With out these visible information, the lived experiences, social transformations, and various identities which have formed Goa may very well be forgotten or lowered to official or externally constructed narratives. The absence of a everlasting photographic archive leaves Goa’s cultural id weak to erasure, oversimplification, and exterior definitions, somewhat than permitting it to be regularly reimagined and affirmed by Goans themselves.
The exhibition goals at doing greater than merely showcasing photographs; it revitalises collective reminiscence, confronts historic amnesia, and honors the folks and variety of Goa. By presenting these pictures in a curated public setting, Foto Arte Ganesh not solely fills a niche within the historic file but additionally encourages new avenues of dialogue, analysis, and creative expression, fostering a shared sense of heritage and belonging.
Trying forward, as a curator I recognise the important must diplay exhibitions like Foto Arte Ganesh in Goa that may restore a big visible historical past to its rightful place and act as a catalyst for additional archival initiatives, public engagement, and the potential growth of a everlasting photographic assortment. This endeavor would mark a significant step towards addressing the historic significance of Goan photographic heritage and selling continued cultural and creative renewal.

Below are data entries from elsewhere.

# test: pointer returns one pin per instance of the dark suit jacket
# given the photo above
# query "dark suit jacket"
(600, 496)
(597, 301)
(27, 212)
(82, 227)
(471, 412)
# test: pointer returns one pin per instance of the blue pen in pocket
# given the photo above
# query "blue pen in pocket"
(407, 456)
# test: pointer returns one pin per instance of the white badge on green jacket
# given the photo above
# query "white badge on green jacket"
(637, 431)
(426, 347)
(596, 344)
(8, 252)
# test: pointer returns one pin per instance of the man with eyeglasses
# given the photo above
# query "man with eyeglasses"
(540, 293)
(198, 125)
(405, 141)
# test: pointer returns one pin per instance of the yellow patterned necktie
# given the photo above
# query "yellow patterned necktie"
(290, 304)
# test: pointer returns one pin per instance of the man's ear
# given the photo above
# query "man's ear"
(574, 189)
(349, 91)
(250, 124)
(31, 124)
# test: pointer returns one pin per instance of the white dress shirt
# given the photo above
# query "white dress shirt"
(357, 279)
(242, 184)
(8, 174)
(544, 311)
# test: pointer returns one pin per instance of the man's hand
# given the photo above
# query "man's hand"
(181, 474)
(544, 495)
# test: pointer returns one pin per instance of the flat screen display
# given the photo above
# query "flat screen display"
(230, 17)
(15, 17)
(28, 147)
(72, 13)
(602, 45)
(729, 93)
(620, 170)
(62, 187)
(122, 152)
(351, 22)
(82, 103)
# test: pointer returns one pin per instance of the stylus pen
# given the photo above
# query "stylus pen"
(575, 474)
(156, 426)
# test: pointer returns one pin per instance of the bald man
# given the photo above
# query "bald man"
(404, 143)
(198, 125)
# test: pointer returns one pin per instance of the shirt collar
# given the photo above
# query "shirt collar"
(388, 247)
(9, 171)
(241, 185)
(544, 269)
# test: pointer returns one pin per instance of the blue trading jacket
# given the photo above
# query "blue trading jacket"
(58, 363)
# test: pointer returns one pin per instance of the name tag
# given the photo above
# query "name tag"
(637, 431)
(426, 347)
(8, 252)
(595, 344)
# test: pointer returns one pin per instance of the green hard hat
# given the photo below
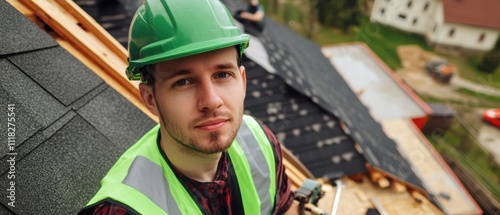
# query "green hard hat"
(168, 29)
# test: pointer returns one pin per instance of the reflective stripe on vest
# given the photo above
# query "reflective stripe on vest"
(144, 181)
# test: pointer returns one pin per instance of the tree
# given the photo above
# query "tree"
(491, 59)
(340, 13)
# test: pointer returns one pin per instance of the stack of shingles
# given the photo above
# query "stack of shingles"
(309, 132)
(302, 66)
(113, 15)
(70, 125)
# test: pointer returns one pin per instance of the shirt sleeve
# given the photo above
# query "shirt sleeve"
(285, 195)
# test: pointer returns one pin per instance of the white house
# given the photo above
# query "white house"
(466, 25)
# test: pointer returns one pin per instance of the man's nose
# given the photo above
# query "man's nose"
(209, 97)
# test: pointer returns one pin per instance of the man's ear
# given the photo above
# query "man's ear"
(148, 98)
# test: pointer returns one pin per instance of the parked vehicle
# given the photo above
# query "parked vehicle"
(440, 70)
(492, 116)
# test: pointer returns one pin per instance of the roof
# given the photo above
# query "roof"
(301, 65)
(382, 93)
(482, 13)
(69, 124)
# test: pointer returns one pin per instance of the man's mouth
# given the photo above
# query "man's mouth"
(212, 124)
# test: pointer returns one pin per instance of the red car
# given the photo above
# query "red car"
(492, 116)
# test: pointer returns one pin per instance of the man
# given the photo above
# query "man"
(252, 18)
(205, 157)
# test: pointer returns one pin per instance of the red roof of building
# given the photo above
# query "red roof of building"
(484, 13)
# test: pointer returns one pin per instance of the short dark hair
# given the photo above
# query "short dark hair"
(147, 72)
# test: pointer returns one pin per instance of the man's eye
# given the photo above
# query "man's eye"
(222, 75)
(181, 82)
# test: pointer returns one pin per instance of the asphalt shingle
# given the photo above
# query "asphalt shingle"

In conclusion, I wish to emphasise that my function on this exhibition and its catalogue is just not doctrinal and undoubtedly not patronising. The work I’ve performed is the results of over 30 years of “observing” Goa, an countless supply of inspiration, formed by its artists, researchers, and creators. I view myself as a vessel by way of which this inspiration has flowed. Finally, this work rightfully belongs to Goa and to the Goan folks.
R Benedito Ferrão is an Assistant Professor of English and Asian & Pacific Islander American Research at William & Mary, Virginia, USA and its recipient of the Jinlan Liu Prize for College Analysis.